Rio Branco, Acre - segunda-feira, 20 julho, 2026

Rio Branco concentra mais de 60% dos casos de dengue registrados no Acre em 2026, aponta boletim epidemiológico

Foto Internet 

Apesar da expressiva redução no número de casos de dengue registrada no Acre ao longo de 2026, Rio Branco continua sendo o município com maior concentração de infecções pela doença no estado. Dados divulgados no mais recente boletim epidemiológico da Secretaria de Estado de Saúde do Acre (Sesacre) mostram que a capital responde por mais de 60% de todos os casos confirmados entre as semanas epidemiológicas 1 e 20 deste ano.

Conforme o levantamento, dos 993 casos confirmados em todo o estado, 607 ocorreram em Rio Branco, o equivalente a 61,1% do total. O cenário mantém a capital como o principal foco da circulação do vírus da dengue no Acre, embora os indicadores estaduais apresentem redução significativa em relação ao mesmo período do ano passado.

A Regional do Baixo Acre, que engloba Rio Branco e municípios vizinhos, concentra 660 casos confirmados, correspondendo a 66,5% de todas as infecções registradas no estado. Além da capital, Sena Madureira aparece como o segundo município com maior número de confirmações na regional, somando 19 casos.

Na Regional do Juruá foram contabilizados 266 casos confirmados, representando 26,8% do total estadual. Cruzeiro do Sul lidera os registros na região, com 153 casos, seguido por Mâncio Lima, que acumula 66 confirmações.

Já a Regional do Alto Acre registrou 67 casos confirmados, o equivalente a 6,7% das ocorrências. Brasiléia e Xapuri apresentam os maiores números da regional, com 20 casos confirmados cada um.

Ao todo, o Acre contabilizou 1.455 casos prováveis de dengue em 2026, dos quais 993 foram confirmados pelas autoridades de saúde.

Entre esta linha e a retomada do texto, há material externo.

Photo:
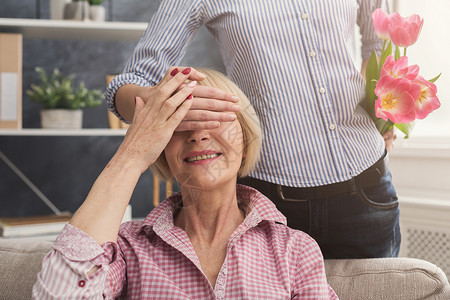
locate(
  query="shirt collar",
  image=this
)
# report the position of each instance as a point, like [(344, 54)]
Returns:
[(256, 206)]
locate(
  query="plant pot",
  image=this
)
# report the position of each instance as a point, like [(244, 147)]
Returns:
[(97, 13), (57, 9), (62, 118), (76, 10)]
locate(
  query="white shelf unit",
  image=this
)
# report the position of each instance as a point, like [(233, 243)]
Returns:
[(66, 30), (74, 30)]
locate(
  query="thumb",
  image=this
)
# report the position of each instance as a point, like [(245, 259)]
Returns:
[(139, 105)]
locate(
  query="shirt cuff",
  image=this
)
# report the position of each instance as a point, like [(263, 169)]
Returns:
[(76, 245), (116, 83)]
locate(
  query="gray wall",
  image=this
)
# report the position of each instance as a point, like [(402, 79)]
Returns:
[(64, 168)]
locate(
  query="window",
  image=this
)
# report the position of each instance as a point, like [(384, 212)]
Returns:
[(430, 52)]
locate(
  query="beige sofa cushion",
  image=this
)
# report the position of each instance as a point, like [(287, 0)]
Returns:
[(387, 278), (20, 261), (362, 279)]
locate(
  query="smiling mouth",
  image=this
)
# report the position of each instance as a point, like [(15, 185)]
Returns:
[(202, 157)]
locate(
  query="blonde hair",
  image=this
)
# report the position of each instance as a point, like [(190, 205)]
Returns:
[(251, 130)]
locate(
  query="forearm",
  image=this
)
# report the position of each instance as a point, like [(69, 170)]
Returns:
[(101, 213), (124, 99)]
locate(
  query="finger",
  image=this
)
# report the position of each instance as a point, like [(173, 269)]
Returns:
[(164, 91), (171, 105), (214, 105), (139, 106), (194, 75), (197, 125), (214, 93), (177, 117), (205, 115), (171, 72)]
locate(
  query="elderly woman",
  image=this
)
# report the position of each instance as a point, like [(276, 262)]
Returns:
[(213, 240)]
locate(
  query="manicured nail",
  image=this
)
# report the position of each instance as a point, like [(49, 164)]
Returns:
[(203, 76), (235, 107), (232, 117), (186, 71)]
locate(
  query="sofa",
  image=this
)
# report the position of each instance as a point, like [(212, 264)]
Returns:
[(352, 279)]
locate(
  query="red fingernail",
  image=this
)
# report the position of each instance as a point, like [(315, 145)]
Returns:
[(186, 71)]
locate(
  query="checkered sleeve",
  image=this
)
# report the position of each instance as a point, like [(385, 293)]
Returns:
[(310, 279), (65, 269)]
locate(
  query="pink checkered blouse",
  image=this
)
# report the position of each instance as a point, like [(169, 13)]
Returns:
[(153, 259)]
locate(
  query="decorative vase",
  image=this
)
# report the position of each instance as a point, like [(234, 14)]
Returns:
[(57, 9), (78, 10), (62, 118), (97, 13)]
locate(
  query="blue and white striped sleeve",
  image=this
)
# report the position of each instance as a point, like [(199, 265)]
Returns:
[(162, 45), (369, 39)]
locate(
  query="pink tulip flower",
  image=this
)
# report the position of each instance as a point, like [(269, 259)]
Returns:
[(381, 24), (427, 101), (404, 31), (399, 68), (396, 99)]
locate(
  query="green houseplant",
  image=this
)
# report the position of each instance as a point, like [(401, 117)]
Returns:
[(61, 101)]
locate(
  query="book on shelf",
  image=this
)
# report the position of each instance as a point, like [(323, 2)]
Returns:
[(48, 225), (11, 80)]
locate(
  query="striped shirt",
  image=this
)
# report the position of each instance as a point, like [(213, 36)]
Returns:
[(295, 62), (153, 259)]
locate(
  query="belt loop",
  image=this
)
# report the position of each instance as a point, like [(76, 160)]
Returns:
[(352, 186)]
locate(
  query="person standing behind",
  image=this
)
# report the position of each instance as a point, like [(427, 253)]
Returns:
[(323, 162)]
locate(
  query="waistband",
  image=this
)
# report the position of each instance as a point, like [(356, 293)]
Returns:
[(368, 178)]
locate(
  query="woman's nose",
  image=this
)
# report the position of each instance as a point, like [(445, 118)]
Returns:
[(197, 136)]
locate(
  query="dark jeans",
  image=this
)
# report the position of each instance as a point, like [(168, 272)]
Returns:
[(362, 225)]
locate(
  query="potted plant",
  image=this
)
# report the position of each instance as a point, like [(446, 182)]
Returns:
[(61, 101), (96, 10)]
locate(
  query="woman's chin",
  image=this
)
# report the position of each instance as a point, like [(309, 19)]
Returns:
[(206, 182)]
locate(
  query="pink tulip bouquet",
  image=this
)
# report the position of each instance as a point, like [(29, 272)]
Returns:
[(396, 93)]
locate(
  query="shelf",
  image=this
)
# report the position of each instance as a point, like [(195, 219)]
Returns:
[(74, 30), (63, 132)]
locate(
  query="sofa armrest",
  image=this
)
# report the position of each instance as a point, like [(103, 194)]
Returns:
[(20, 261), (352, 279), (387, 278)]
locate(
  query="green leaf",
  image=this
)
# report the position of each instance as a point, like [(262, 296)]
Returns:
[(371, 81), (383, 57), (405, 128), (435, 78)]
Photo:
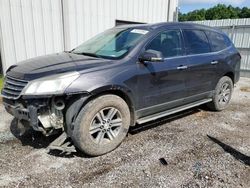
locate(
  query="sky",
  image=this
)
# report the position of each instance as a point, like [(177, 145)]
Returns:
[(190, 5)]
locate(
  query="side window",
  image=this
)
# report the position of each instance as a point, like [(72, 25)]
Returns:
[(168, 43), (218, 41), (196, 42)]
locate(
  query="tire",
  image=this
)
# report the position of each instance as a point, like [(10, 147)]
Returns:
[(222, 95), (101, 125)]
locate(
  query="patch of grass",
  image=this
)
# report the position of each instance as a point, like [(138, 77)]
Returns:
[(1, 82)]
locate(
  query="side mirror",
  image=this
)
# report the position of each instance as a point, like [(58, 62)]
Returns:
[(151, 55)]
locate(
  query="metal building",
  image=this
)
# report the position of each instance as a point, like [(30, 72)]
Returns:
[(30, 28), (239, 32)]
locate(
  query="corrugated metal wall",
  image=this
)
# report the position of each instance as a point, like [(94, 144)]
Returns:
[(239, 32), (84, 19), (30, 28)]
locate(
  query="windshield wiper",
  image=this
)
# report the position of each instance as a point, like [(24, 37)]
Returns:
[(88, 54)]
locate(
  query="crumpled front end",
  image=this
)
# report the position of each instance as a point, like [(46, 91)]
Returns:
[(44, 115)]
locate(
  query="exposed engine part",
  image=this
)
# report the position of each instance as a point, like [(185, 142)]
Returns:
[(63, 144), (54, 117)]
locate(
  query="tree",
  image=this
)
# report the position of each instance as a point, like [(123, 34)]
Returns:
[(245, 13), (219, 11)]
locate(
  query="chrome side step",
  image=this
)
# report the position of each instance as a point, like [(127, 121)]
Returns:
[(171, 111)]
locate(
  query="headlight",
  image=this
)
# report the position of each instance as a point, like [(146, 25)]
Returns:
[(55, 84)]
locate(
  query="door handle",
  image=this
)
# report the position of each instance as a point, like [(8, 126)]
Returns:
[(214, 62), (181, 67)]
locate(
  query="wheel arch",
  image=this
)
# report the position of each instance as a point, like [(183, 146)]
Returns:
[(230, 75), (120, 91), (79, 101)]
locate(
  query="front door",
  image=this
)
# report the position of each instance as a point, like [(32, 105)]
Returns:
[(161, 84)]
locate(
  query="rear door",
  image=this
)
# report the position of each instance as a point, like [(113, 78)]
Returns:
[(161, 84), (201, 65)]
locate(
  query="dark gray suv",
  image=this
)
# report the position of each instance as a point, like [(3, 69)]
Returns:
[(124, 76)]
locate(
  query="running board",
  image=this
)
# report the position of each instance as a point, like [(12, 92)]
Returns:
[(171, 111)]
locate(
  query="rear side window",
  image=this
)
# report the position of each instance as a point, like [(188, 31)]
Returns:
[(196, 42), (218, 41), (168, 43)]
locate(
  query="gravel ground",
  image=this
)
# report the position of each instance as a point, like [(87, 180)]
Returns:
[(201, 148)]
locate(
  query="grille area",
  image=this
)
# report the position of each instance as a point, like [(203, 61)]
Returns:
[(13, 87)]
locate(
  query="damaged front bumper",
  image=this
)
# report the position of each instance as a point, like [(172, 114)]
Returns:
[(44, 115)]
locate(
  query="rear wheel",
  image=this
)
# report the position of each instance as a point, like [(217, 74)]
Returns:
[(222, 95), (101, 125)]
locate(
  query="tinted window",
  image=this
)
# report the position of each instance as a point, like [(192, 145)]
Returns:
[(168, 43), (196, 42), (218, 41)]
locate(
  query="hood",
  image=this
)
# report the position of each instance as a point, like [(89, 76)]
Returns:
[(53, 64)]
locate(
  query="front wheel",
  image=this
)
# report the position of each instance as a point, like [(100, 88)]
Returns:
[(222, 95), (101, 125)]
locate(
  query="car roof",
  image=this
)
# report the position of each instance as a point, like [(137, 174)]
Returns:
[(182, 25)]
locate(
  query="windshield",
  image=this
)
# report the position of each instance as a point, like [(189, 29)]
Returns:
[(114, 43)]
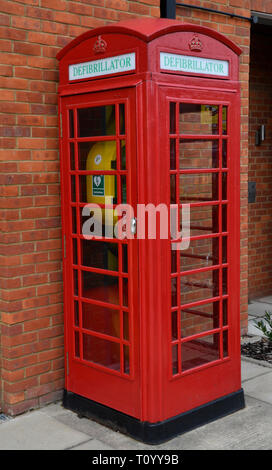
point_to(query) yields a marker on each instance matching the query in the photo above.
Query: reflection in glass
(199, 286)
(101, 351)
(74, 220)
(101, 319)
(77, 349)
(126, 359)
(174, 325)
(198, 119)
(96, 121)
(198, 153)
(173, 189)
(100, 287)
(225, 343)
(123, 154)
(102, 255)
(200, 254)
(204, 220)
(122, 118)
(75, 272)
(125, 292)
(224, 186)
(224, 154)
(174, 292)
(199, 351)
(71, 123)
(224, 120)
(199, 319)
(72, 156)
(198, 187)
(175, 359)
(172, 154)
(74, 241)
(73, 188)
(172, 118)
(76, 313)
(225, 312)
(126, 325)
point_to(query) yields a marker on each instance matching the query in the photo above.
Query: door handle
(133, 225)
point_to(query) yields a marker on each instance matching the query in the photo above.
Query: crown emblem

O número representa uma redução de aproximadamente 84,5% em comparação ao mesmo período de 2025, quando haviam sido confirmados 6.407 casos da doença.

Apesar da queda expressiva, a Sesacre alerta que o vírus continua circulando no estado. O boletim aponta uma taxa de incidência de 165,2 casos por 100 mil habitantes, indicador que demonstra a necessidade de manutenção das ações de vigilância epidemiológica, controle do mosquito transmissor e mobilização da população para eliminar possíveis criadouros do Aedes aegypti.

O documento também informa que, até o momento, foram registrados 15 casos classificados como dengue com sinais de alarme, quadro que exige acompanhamento médico mais rigoroso devido ao risco de agravamento da doença.

Além disso, dois óbitos suspeitos relacionados à dengue permanecem sob investigação pelas autoridades sanitárias. As ocorrências envolvem moradores dos municípios de Rio Branco e Sena Madureira, e aguardam conclusão das análises epidemiológicas e laboratoriais para confirmação da causa das mortes.

Em relação aos métodos de diagnóstico, a maior parte das confirmações ocorreu por meio de exames laboratoriais. Dos 993 casos confirmados, 706 tiveram confirmação por testes específicos, representando 71,1% do total. Outros 286 casos, equivalentes a 28,8%, foram confirmados pelo critério clínico-epidemiológico, utilizado quando há compatibilidade entre os sintomas apresentados pelo paciente e o cenário de circulação do vírus na região.

Mesmo diante da redução dos números em comparação ao ano anterior, a Secretaria de Estado de Saúde reforça a importância da participação da população no combate ao mosquito transmissor. A orientação é manter reservatórios de água devidamente fechados, eliminar recipientes que possam acumular água parada e procurar atendimento médico diante do aparecimento de sintomas como febre alta, dores no corpo, dor de cabeça, manchas na pele e mal-estar.